By comparison, Waiting
for the Rain is quite a polite affair. Recorded for Jive Afrika during his
time in Botswana, frustratingly close to the mother country he couldn't go home
to, it is coloured by the predominant synth-etic sounds of the era.
'Politician' follows 'Lady' and it encapsulates the different approaches to
protest that Masekela and Fela Kuti took. Having fled his native country, the
former could do little more than protest via his music. While the lyrics and
the playing are just fine, it lacks the brooding menace of Fela's long,
simmering rants and the excoriating ridicule that he aimed directly at
Nigeria's military and body politic. Fela was brave and confrontational to the
point of suicidal recklessness, but undoubtedly not such a nice guy as Hugh
Masekela seemed to be.
If the first
side of Waiting for the Rain is less than memorable, Masekela makes up
for it on the second. Sandwiched between the relentless opener, 'Run No More (A
Vuo Mo)', and the suitably celebratory closer, 'Zulu Wedding', there's a fine
'Ritual Dancer' and a re-working of what might be remembered as his
masterpiece. 'Coal Train (Stimela)' is the story told in his rich reverberating
tones of the train 'from Mozambique, Angola, Zimbabwe... and the whole
hinterland of South Africa' that brings the young men and the old men conscripted
to work 'in the gold mines of Johannesburg and its surrounding metropoli'.

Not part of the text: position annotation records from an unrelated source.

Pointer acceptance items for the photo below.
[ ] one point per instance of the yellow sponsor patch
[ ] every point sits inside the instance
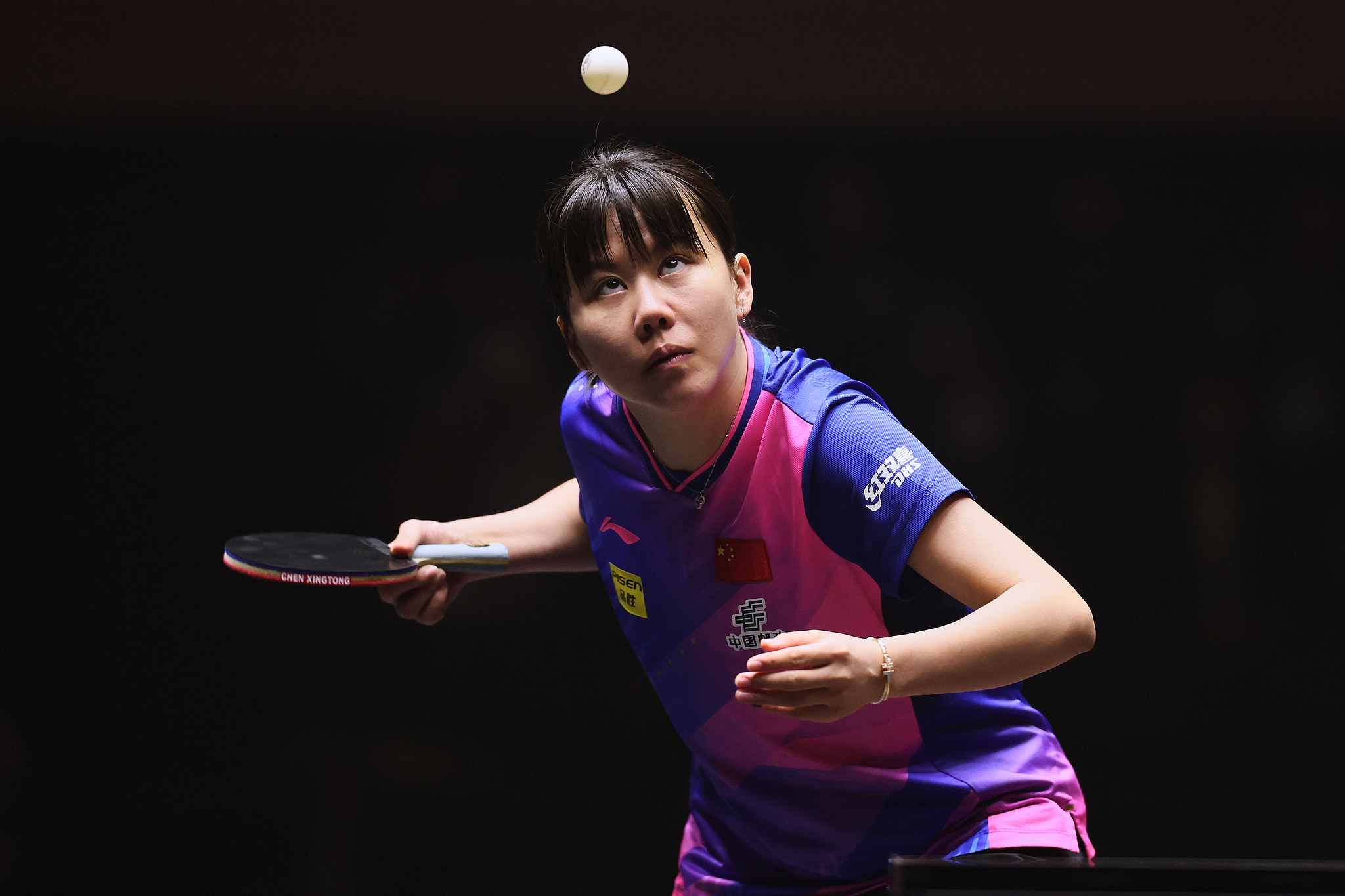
(630, 591)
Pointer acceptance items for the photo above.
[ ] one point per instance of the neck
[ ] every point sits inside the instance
(686, 438)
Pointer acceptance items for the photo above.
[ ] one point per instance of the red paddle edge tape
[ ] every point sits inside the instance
(315, 578)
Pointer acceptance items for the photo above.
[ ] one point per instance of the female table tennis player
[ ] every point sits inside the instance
(834, 625)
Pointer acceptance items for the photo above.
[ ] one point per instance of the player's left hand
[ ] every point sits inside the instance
(817, 676)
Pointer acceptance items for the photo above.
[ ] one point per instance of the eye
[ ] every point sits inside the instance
(608, 285)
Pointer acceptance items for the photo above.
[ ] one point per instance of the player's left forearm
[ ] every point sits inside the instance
(1030, 628)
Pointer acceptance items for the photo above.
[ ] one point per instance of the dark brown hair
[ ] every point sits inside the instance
(650, 190)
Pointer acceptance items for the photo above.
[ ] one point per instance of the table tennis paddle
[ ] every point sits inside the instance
(320, 558)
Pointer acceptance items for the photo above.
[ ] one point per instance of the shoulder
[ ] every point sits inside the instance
(586, 399)
(810, 387)
(870, 485)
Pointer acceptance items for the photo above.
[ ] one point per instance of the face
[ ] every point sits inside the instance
(662, 331)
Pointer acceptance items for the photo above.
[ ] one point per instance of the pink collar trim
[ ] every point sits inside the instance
(728, 440)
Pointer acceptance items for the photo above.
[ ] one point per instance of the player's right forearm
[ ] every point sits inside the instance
(544, 536)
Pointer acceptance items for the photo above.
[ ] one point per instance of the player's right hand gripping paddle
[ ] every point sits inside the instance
(320, 558)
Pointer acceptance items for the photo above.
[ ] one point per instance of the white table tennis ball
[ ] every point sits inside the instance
(604, 69)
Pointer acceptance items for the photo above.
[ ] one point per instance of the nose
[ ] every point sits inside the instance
(654, 313)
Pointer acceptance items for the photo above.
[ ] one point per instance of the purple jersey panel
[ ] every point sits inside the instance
(806, 519)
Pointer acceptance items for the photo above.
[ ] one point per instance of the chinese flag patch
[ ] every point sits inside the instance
(741, 561)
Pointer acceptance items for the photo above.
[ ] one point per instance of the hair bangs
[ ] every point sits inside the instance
(650, 214)
(646, 192)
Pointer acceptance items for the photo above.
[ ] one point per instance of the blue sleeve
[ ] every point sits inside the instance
(870, 486)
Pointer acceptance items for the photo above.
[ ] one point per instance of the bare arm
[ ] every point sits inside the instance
(544, 536)
(1026, 620)
(1026, 617)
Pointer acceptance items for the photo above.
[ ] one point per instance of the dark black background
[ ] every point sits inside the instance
(1119, 327)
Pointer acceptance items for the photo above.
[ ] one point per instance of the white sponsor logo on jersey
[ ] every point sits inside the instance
(894, 471)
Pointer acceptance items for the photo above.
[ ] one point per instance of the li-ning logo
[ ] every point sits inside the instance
(751, 621)
(894, 471)
(626, 535)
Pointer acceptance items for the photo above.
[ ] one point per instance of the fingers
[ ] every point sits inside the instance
(797, 651)
(409, 536)
(424, 598)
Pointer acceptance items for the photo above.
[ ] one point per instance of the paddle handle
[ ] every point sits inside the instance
(463, 558)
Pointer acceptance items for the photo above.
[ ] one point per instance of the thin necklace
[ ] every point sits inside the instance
(699, 496)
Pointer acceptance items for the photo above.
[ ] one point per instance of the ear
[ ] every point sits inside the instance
(576, 352)
(741, 272)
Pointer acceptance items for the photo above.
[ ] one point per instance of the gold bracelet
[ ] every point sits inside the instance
(888, 668)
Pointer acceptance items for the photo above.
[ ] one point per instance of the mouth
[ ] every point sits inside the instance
(667, 356)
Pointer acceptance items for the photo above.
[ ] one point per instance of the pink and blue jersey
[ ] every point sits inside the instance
(805, 519)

Masekela's voice drops 'deep, deep down into the belly of the earth' where the
conscripts are mining 'that mighty evasive stone'. It's chilling and thrilling,
and when Masekela's beautiful burnished flugelhorn soars over the female
backing vocals, it's guaranteed to send shivers down your spine. It does mine,
anyway. Every time.
Before he left
South Africa, way back in 1959, Masekela recorded with the great pianist,
Dollar Brand (as Abdullah Ibrahim was then known) in the Jazz Epistles. They
were the first black jazz group to record an album in the country and it's not
for nothing that Masekela has been called 'the father of South African jazz'.
He managed to assemble a pretty decent group in Botswana to record in the
mobile studio and one of the highlights of the album is the interplay between
Masekela's warm flugelhorn and Barney Rachabane's more strident alto sax (that
reputedly 'blew away' the likes of Archie Shepp and Weather Report when he
played in New York). Another is the presence of Bheki Mseleku, the self-taught
multi-instrumentalist who died far too young at 53. Mon épouse et moi
witnessed the incredible sight of him playing tenor sax and piano at the same
time in a concert at the Brecon Jazz Festival in the early 1990s, around the
time of his wonderful Celebration album. Roland Kirk managed three saxes
at once, but never with a piano to boot.
Poor Bheki. Poor Hugh. At least the latter almost made it to 80: a goodly age for a jazz legend. And they managed to play together at least once. In Botswana. While no doubt waiting for the rain.